Twelve Labs builds multimodal video understanding models. Some answer questions, others run searches. Image credit: Twelve Labs
Databricks has developed an integration that allows customers to call Twelve Labs' embedded services from their existing data pipelines. Meanwhile, Snowflake is creating a connector to the Twelve Labs model for Cortex AI, a fully managed AI service.
“More than 30,000 developers are currently using our platform, from individuals experimenting to large enterprises integrating our technology into their workflows,” said Lee. “For example, we are partnering with local governments on use cases such as real-time threat detection, enhancing emergency response times, and assisting with traffic management.”
As part of their strategic support, both Databricks and Snowflake invested in Twelve Labs this month through their respective venture arms. SK Telecom and Hubspot Ventures participated along with In-Q-Tel, an Arlington, Virginia-based nonprofit VC firm that invests in startups that support U.S. intelligence operations.
Total new investment is $30 million, bringing Twelve Labs' total funding to $107.1 million. Lee says the proceeds will go towards product development and hiring.
“While we are in a very strong financial position, we saw an opportunity to deepen important strategic relationships with leaders who deeply believe in Twelve Labs,” said Lee. “We currently have 73 full-time employees and plan to invest significantly in recruiting across engineering, research and customer-facing roles.”
new employee
Speaking of hiring, Twelve Labs announced Thursday that it is adding a president to its executive leadership. Yoon Kim is the former chief technology officer of SK Telecom and the key architect behind Apple's Siri. Yun will also serve as Twelve Labs' chief strategy officer, spearheading the startup's aggressive expansion plans.
“It's unusual for a company of Twelve Labs' age to hire a president, but this move is a testament to the demand we've been experiencing,” Lee said, adding that Yoon splits his time between Twelve Labs' San Francisco headquarters and its headquarters. He added that he would be splitting his time. Office in Seoul. “Yun is the right person to help us execute. He will drive future growth with significant acquisitions, expand our global presence, and lead our team toward our ambitious goals. It will help you adjust.”

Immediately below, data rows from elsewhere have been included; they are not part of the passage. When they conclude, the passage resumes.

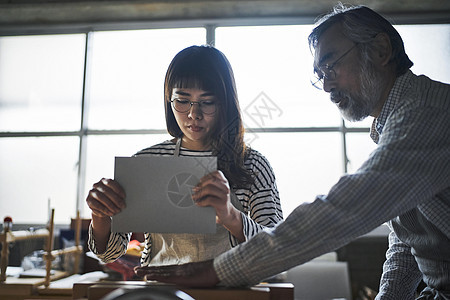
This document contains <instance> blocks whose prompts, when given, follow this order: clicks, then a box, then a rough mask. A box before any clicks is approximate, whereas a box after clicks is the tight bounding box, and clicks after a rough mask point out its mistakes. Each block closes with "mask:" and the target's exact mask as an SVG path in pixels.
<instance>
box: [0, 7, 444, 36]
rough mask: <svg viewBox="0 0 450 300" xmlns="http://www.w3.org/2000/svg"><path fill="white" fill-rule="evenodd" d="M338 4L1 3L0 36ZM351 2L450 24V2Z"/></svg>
mask: <svg viewBox="0 0 450 300" xmlns="http://www.w3.org/2000/svg"><path fill="white" fill-rule="evenodd" d="M336 3H337V1H330V0H277V1H274V0H272V1H269V0H250V1H240V0H227V1H226V0H173V1H161V0H159V1H158V0H147V1H144V0H128V1H123V0H122V1H118V0H116V1H115V0H109V1H105V0H89V1H88V0H84V1H81V0H0V34H8V32H10V33H11V34H14V33H15V32H24V31H25V32H26V31H29V32H32V31H33V30H40V29H42V28H47V29H48V28H80V27H82V26H90V27H91V28H92V26H100V27H101V26H111V24H116V26H119V25H118V24H122V26H123V24H130V23H133V24H143V23H154V24H156V23H164V24H166V25H167V24H178V23H179V22H180V20H183V22H186V20H188V21H191V22H195V21H199V20H202V22H204V21H205V20H207V21H208V22H210V23H211V24H215V23H216V22H219V23H220V24H223V23H224V22H225V23H227V22H236V20H241V21H240V22H246V21H247V22H248V21H249V20H252V19H255V18H258V20H260V21H261V20H263V22H264V20H266V22H269V23H270V20H274V19H277V18H278V19H280V17H283V18H284V19H285V20H297V21H298V20H300V22H301V20H303V22H311V21H313V20H314V19H315V17H317V16H318V15H320V14H323V13H326V12H328V11H329V10H330V9H331V8H332V6H333V5H335V4H336ZM344 3H350V2H344ZM351 3H352V4H362V5H366V6H369V7H370V8H372V9H374V10H376V11H377V12H379V13H381V14H383V15H385V16H386V17H391V18H394V19H395V21H396V22H397V23H412V22H413V23H450V0H395V1H394V0H357V1H356V2H351ZM238 23H239V22H238ZM174 26H175V25H174ZM113 27H114V26H113ZM119 27H120V26H119Z"/></svg>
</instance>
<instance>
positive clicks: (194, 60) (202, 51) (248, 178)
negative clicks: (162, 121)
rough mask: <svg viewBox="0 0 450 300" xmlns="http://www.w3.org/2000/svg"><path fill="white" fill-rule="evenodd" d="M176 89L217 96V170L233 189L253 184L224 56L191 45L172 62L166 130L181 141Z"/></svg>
mask: <svg viewBox="0 0 450 300" xmlns="http://www.w3.org/2000/svg"><path fill="white" fill-rule="evenodd" d="M174 88H199V89H202V90H205V91H209V92H212V93H214V95H215V96H216V97H217V99H218V102H219V104H218V105H219V109H218V112H216V114H218V115H217V116H216V117H217V118H218V119H217V126H216V129H215V132H213V133H212V134H211V139H212V141H211V145H212V149H213V154H214V155H216V156H217V157H218V169H219V170H221V171H222V172H223V173H224V174H225V176H226V177H227V179H228V181H229V182H230V186H232V187H233V188H239V187H246V186H248V185H250V184H251V183H252V182H253V177H252V174H251V173H250V172H249V171H248V170H247V169H245V167H244V160H245V156H246V154H247V152H248V149H247V147H246V145H245V143H244V127H243V124H242V119H241V112H240V108H239V101H238V97H237V91H236V83H235V80H234V74H233V70H232V68H231V65H230V63H229V61H228V59H227V58H226V57H225V55H224V54H223V53H222V52H220V51H219V50H217V49H216V48H214V47H212V46H207V45H205V46H191V47H188V48H186V49H183V50H182V51H180V52H179V53H178V54H177V55H176V56H175V57H174V58H173V60H172V62H171V63H170V65H169V68H168V70H167V73H166V78H165V82H164V103H165V112H166V124H167V131H168V132H169V133H170V135H172V136H173V137H176V138H182V136H183V132H182V131H181V129H180V127H179V126H178V124H177V121H176V119H175V116H174V115H173V111H172V108H171V102H170V100H171V98H172V91H173V89H174Z"/></svg>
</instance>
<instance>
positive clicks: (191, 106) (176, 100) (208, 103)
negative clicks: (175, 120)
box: [170, 98, 217, 115]
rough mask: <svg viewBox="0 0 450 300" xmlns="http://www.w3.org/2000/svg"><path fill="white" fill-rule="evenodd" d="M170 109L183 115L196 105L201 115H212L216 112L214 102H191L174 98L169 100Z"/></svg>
mask: <svg viewBox="0 0 450 300" xmlns="http://www.w3.org/2000/svg"><path fill="white" fill-rule="evenodd" d="M170 102H171V103H172V107H173V108H174V109H175V110H176V111H177V112H180V113H185V112H188V111H190V110H191V107H192V105H194V104H197V105H198V107H199V108H200V110H201V111H202V113H204V114H206V115H212V114H214V113H215V112H216V109H217V105H216V101H214V100H201V101H197V102H192V101H189V100H187V99H181V98H175V99H172V100H170Z"/></svg>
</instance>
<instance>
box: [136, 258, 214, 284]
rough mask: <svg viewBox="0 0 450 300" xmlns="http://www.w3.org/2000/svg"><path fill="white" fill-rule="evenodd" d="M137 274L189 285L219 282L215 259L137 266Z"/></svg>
mask: <svg viewBox="0 0 450 300" xmlns="http://www.w3.org/2000/svg"><path fill="white" fill-rule="evenodd" d="M134 272H135V273H136V275H138V276H140V277H144V276H145V278H146V279H147V280H156V281H160V282H166V283H173V284H176V285H180V286H189V287H212V286H215V285H216V284H217V283H219V278H218V277H217V274H216V272H215V271H214V266H213V260H212V259H211V260H207V261H203V262H196V263H187V264H184V265H171V266H160V267H136V268H134Z"/></svg>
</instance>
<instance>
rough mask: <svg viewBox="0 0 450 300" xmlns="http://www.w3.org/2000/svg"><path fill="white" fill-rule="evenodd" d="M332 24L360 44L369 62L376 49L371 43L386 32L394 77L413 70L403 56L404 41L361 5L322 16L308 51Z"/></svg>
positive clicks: (390, 25) (403, 48) (319, 21)
mask: <svg viewBox="0 0 450 300" xmlns="http://www.w3.org/2000/svg"><path fill="white" fill-rule="evenodd" d="M335 24H341V25H342V27H343V34H344V35H345V36H346V37H347V38H349V39H350V40H351V41H353V42H354V43H357V44H359V48H360V49H361V53H362V55H363V57H364V58H365V59H368V60H370V57H371V55H370V53H371V52H373V51H375V50H376V46H375V45H374V44H373V43H370V42H371V41H372V40H373V39H374V38H375V37H376V36H377V35H378V34H379V33H386V34H387V35H388V36H389V39H390V41H391V45H392V57H391V59H390V61H389V62H391V63H394V64H395V66H396V73H397V76H400V75H402V74H404V73H405V72H406V71H408V69H409V68H411V67H412V65H413V62H412V61H411V60H410V59H409V57H408V55H407V54H406V52H405V47H404V45H403V40H402V38H401V37H400V34H399V33H398V32H397V30H396V29H395V28H394V27H393V26H392V24H391V23H390V22H389V21H388V20H386V19H385V18H384V17H382V16H381V15H379V14H378V13H376V12H375V11H373V10H371V9H370V8H368V7H366V6H362V5H361V6H349V7H345V6H344V5H343V4H342V3H339V4H338V5H336V6H335V7H334V8H333V11H332V12H331V13H329V14H327V15H325V16H323V17H321V18H320V19H319V20H318V21H317V22H316V24H315V28H314V29H313V31H312V32H311V34H310V35H309V36H308V43H309V46H310V48H311V49H314V48H316V46H317V43H318V40H319V39H320V37H321V36H322V34H323V33H324V32H325V31H326V30H327V29H328V28H330V27H331V26H333V25H335Z"/></svg>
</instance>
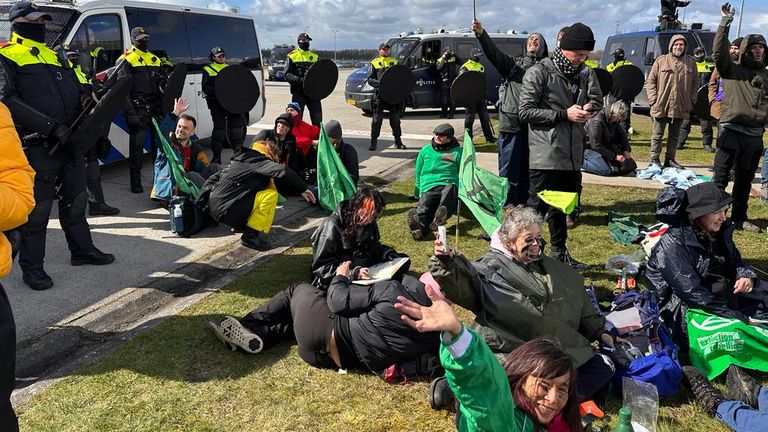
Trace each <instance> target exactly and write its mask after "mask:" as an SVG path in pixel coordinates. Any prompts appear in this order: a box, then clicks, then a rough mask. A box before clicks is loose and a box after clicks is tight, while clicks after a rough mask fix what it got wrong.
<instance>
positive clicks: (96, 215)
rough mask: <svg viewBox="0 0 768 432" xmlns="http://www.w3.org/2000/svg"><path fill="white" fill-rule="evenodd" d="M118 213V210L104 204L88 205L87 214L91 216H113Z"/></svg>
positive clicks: (114, 207)
mask: <svg viewBox="0 0 768 432" xmlns="http://www.w3.org/2000/svg"><path fill="white" fill-rule="evenodd" d="M118 213H120V209H119V208H116V207H112V206H109V205H107V204H105V203H101V204H99V203H88V214H89V215H91V216H114V215H116V214H118Z"/></svg>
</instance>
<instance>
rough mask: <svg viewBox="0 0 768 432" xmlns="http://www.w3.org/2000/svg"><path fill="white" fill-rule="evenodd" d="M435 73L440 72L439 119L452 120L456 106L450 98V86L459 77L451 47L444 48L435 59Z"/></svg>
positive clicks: (456, 67)
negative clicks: (449, 109)
mask: <svg viewBox="0 0 768 432" xmlns="http://www.w3.org/2000/svg"><path fill="white" fill-rule="evenodd" d="M437 71H438V72H440V108H441V111H440V118H453V114H454V113H455V112H456V104H455V103H454V102H453V98H452V97H451V84H453V80H455V79H456V77H457V76H458V75H459V59H458V57H456V54H455V53H454V52H453V50H452V49H451V47H445V50H444V51H443V55H442V56H441V57H440V58H439V59H437ZM449 108H450V111H449Z"/></svg>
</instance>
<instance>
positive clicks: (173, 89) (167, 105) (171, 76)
mask: <svg viewBox="0 0 768 432" xmlns="http://www.w3.org/2000/svg"><path fill="white" fill-rule="evenodd" d="M186 80H187V65H186V64H185V63H179V64H177V65H176V66H174V67H173V71H172V72H171V74H170V75H168V81H167V82H166V84H165V87H163V88H162V89H161V91H162V92H163V101H162V106H161V108H162V110H163V114H168V113H169V112H171V111H173V101H174V100H176V99H178V98H180V97H181V93H182V92H183V91H184V82H185V81H186Z"/></svg>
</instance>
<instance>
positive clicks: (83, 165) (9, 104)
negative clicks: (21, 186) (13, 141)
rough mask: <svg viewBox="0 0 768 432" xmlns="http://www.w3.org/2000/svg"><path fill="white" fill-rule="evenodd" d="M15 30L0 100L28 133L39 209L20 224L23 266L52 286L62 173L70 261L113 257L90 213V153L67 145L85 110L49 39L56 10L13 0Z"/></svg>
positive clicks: (66, 72) (42, 289)
mask: <svg viewBox="0 0 768 432" xmlns="http://www.w3.org/2000/svg"><path fill="white" fill-rule="evenodd" d="M8 19H9V20H10V21H11V23H12V24H11V37H10V40H9V41H8V44H7V45H5V46H3V47H2V48H0V69H2V72H0V100H1V101H2V102H3V103H4V104H5V105H6V106H7V107H8V109H9V110H10V111H11V114H12V116H13V121H14V123H15V125H16V131H17V132H18V134H19V136H20V137H22V139H23V141H24V142H23V146H24V152H25V154H26V156H27V159H28V160H29V163H30V165H31V166H32V168H33V169H34V170H35V173H36V175H35V208H34V209H33V210H32V213H30V215H29V221H28V222H27V223H26V224H25V225H24V226H22V227H21V245H20V249H19V265H20V266H21V269H22V272H23V277H22V280H23V281H24V283H26V284H27V285H28V286H29V287H30V288H32V289H35V290H44V289H48V288H51V287H52V286H53V280H52V279H51V277H50V276H49V275H48V274H47V273H46V272H45V270H44V268H43V263H44V260H45V243H46V241H45V237H46V229H47V225H48V219H49V218H50V214H51V207H52V206H53V199H54V197H55V196H56V195H57V191H56V180H57V179H60V181H61V187H60V188H59V189H58V195H59V200H58V203H59V221H60V222H61V226H62V229H63V230H64V233H65V237H66V239H67V245H68V246H69V250H70V252H71V261H70V262H71V264H72V265H74V266H80V265H88V264H91V265H105V264H110V263H112V262H113V261H114V260H115V257H114V256H113V255H110V254H107V253H103V252H101V251H100V250H98V249H97V248H96V247H95V246H94V245H93V240H92V238H91V230H90V227H89V226H88V222H87V221H86V219H85V211H86V205H87V202H88V193H87V192H86V188H85V158H83V157H77V158H75V157H74V156H73V155H72V153H70V152H69V151H68V149H67V146H68V145H69V141H70V136H71V135H72V130H71V129H70V128H69V126H70V125H72V123H73V122H74V120H75V119H76V118H77V116H78V115H79V114H80V112H81V111H82V101H83V97H84V96H88V95H84V94H83V87H82V86H80V83H79V82H78V80H77V77H76V76H75V73H74V71H73V70H72V68H71V67H70V64H69V61H68V60H67V59H66V58H64V57H63V56H60V55H58V54H57V53H56V52H54V51H53V50H51V49H50V48H48V47H47V46H46V45H45V35H46V31H45V28H46V24H45V23H46V22H47V21H50V20H51V16H50V15H48V14H46V13H44V12H41V11H40V10H39V8H38V6H37V5H35V4H34V3H30V2H26V1H21V2H17V3H14V4H13V6H12V7H11V9H10V11H9V15H8Z"/></svg>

Lee says the goal is to grow into new adjacencies such as automotive and security over the next few years. Given In-Q-Tel's involvement, security (and possibly defense operations) seems essential. Mr. Lee did not explicitly acknowledge this.
“The investment from In-Q-Tel reflects the versatility and potential of our technology in many areas, including national security,” said Lee. “We are always open to exploring opportunities where our technology can have a positive, meaningful and responsible impact, consistent with our ethical guidelines.”